Ramazan Güngör: Çeviri sürecine öncelikle kitabı okuyarak ve okurken notlar alarak hazırlanıyorum. Sonra kitaptaki göndermeleri araştırıyorum. Fokus’un çevirisi epeyce uzun sürdü aslında. Bunun nedeni tam çeviriye başladığım sırada Almanya’ya taşınmamdı. Hayatımda meydan gelen bu ciddi değişim bazen haftalarca çevirinin başına oturamama neden oldu. Bu nedenle bazı bölümler arasında ciddi zaman aralıkları girdi. Kitabın editörü olan değerli dostum Bülent Doğan’ın özellikle kitabın ilk yarısı üzerinden büyük emeği var.

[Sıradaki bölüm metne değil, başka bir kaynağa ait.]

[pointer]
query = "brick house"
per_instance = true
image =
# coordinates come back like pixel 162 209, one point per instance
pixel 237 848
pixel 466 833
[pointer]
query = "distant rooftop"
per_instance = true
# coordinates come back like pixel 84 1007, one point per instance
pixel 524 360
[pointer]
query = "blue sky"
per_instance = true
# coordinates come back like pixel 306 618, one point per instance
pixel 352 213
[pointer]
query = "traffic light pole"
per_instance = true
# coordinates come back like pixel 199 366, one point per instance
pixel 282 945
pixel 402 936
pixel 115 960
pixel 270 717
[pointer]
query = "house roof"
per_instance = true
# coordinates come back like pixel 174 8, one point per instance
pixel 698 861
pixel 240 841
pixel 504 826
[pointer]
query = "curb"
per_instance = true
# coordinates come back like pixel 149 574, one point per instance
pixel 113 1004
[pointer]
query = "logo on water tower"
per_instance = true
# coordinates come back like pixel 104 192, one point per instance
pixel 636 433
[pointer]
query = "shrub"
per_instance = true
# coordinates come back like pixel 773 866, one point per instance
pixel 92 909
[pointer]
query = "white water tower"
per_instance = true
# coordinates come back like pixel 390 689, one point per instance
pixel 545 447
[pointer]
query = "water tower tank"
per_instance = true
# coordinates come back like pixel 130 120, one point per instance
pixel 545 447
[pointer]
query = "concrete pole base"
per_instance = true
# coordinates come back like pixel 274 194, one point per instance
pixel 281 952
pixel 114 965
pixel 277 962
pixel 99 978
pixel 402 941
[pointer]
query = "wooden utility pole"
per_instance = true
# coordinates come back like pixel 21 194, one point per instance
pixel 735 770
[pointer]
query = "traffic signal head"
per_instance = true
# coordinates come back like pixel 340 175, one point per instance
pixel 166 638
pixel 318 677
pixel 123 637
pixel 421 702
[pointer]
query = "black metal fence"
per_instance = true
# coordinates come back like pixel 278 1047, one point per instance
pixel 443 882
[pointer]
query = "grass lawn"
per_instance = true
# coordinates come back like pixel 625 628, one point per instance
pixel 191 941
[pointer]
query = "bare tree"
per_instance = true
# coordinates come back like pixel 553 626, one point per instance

Genel olarak bir çeviri ritüelimin olduğunu söyleyemem. Geceleri çalışmakta zorlandığım için mümkün olduğunca gündüz otururum çevirinin başına. Tabii motivasyonum ruh durumuma ve en son kaldığım yere göre değişir. Metnin başına oturduğumda, eğer içinden çıkamadığım bir cümleyle uğraşmak zorundaysam öncesinde mutlaka bir yığın işle uğraşırım: Haberleri okurum, Twitter’dan gündeme bakarım vb. Bu aslında bir kaçış ama aynı zamanda da zihinsel bir hazırlık. Çeviri sırasında sık sık ayağa kalkıp evin içinde dolaşırım. Bazen bu kısa dolaşmalar, zihnin girdiği kısır döngüyü kırmakta son derece etkili olabiliyor.